Kyle Rittenhouse was found not guilty after pleading self-defense in the deadly 2020 Kenosha shooting.

COLUMBUS, Ohio — After deliberating for three and a half days, Kyle Rittenhouse was found "not guilty" on all charges.

“I was shocked, I was shocked, it's a horrible day in our country,” said Nana Watson, President of the Columbus Chapter of the NAACP. “It just goes over and over and over again and I don't know when it's going to stop.

The two men killed as well as the man injured were all white, but Watson says there's still a double standard.

“If the role was reversed and had that been a Black person going to a peaceful protest and shooting at people, they would have been jailed, they would've been found guilty,” Watson said.

But Ric Simmons, a law expert at Ohio State University says it was up to the prosecutor to prove Rittenhouse guilty beyond a reasonable doubt.

Simmons says the laws are similar in Ohio as they are in Wisconsin when it comes to proving and disproving self-defense.

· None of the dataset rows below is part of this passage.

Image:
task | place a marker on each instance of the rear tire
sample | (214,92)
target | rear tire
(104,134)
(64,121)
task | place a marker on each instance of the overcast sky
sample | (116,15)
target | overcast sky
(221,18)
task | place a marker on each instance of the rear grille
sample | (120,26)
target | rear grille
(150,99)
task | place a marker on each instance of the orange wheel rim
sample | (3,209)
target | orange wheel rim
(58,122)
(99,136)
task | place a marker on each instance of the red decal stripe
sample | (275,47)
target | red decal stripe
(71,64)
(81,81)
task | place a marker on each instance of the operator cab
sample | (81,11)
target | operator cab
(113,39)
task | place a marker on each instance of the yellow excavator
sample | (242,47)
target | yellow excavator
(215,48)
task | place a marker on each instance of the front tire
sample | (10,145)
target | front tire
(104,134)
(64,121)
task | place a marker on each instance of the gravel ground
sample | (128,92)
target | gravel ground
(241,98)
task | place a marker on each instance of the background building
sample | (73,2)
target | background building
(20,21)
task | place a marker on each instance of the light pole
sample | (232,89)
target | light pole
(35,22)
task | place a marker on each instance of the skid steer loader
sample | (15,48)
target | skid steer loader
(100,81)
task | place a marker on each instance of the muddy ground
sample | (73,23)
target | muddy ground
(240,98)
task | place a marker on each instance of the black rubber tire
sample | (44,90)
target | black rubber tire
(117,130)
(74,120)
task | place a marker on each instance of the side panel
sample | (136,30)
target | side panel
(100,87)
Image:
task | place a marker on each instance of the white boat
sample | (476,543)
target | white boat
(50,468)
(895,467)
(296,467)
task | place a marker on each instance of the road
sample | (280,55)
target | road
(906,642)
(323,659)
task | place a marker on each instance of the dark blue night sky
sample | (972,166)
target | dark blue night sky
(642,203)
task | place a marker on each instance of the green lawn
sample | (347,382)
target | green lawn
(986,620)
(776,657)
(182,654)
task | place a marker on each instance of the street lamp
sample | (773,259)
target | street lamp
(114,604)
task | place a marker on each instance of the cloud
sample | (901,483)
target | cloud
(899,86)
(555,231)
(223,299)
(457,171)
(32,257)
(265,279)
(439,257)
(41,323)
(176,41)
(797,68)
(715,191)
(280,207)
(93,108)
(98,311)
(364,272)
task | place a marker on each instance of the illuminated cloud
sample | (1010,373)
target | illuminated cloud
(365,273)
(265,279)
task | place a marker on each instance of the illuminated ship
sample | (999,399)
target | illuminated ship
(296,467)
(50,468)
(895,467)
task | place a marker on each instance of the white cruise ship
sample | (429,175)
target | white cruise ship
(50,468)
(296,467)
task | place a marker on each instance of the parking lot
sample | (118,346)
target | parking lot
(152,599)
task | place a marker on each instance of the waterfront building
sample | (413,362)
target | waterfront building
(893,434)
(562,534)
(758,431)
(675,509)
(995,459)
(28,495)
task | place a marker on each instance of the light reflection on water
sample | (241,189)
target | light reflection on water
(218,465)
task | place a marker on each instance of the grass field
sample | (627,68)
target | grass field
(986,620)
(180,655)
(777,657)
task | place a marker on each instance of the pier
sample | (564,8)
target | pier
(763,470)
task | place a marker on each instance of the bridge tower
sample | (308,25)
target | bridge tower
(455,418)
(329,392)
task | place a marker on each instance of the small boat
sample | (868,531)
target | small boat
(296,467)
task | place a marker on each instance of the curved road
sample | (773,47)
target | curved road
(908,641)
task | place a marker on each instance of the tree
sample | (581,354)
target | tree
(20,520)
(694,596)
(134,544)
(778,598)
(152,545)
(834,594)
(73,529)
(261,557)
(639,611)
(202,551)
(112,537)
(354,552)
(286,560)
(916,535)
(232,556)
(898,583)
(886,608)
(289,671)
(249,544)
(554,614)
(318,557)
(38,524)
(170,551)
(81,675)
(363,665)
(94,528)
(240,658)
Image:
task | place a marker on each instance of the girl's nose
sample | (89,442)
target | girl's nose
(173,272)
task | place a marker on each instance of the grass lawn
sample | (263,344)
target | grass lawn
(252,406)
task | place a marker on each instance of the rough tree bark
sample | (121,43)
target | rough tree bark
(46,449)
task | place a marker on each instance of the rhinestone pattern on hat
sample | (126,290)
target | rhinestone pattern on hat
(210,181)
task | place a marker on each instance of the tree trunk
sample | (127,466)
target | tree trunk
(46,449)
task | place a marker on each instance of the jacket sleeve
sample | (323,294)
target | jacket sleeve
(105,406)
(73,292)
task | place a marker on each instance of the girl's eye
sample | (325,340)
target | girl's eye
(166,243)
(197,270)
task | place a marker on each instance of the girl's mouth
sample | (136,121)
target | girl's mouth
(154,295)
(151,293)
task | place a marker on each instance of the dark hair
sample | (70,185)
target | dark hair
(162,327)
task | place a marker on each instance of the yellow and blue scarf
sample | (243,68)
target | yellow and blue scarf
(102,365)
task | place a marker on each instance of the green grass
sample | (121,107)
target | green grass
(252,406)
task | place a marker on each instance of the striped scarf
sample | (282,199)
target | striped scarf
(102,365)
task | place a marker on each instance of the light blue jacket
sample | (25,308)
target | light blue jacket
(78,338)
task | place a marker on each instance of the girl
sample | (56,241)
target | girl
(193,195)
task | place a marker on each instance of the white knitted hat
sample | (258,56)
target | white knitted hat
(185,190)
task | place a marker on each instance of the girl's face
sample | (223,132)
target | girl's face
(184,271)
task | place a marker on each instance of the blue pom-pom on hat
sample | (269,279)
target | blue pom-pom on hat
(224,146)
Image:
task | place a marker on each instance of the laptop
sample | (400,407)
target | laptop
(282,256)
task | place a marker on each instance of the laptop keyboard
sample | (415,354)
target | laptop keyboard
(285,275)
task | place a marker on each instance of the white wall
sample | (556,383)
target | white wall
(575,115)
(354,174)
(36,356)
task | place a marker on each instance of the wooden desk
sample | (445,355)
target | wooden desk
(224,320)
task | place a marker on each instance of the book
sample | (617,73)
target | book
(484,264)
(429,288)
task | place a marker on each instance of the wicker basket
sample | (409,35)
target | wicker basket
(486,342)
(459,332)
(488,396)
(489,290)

“One of the issues is you have to believe that your life is in danger and you have no other option but to use deadly force. But then there is ‘who's the aggressor?’ …a lot people still believe he was the initial aggressor because he went to this protest with a gun. But under the law of Ohio or Wisconsin, that alone doesn't make him the initial aggressor,” said Simmons.

But for Watson, this proves "our justice system is broken."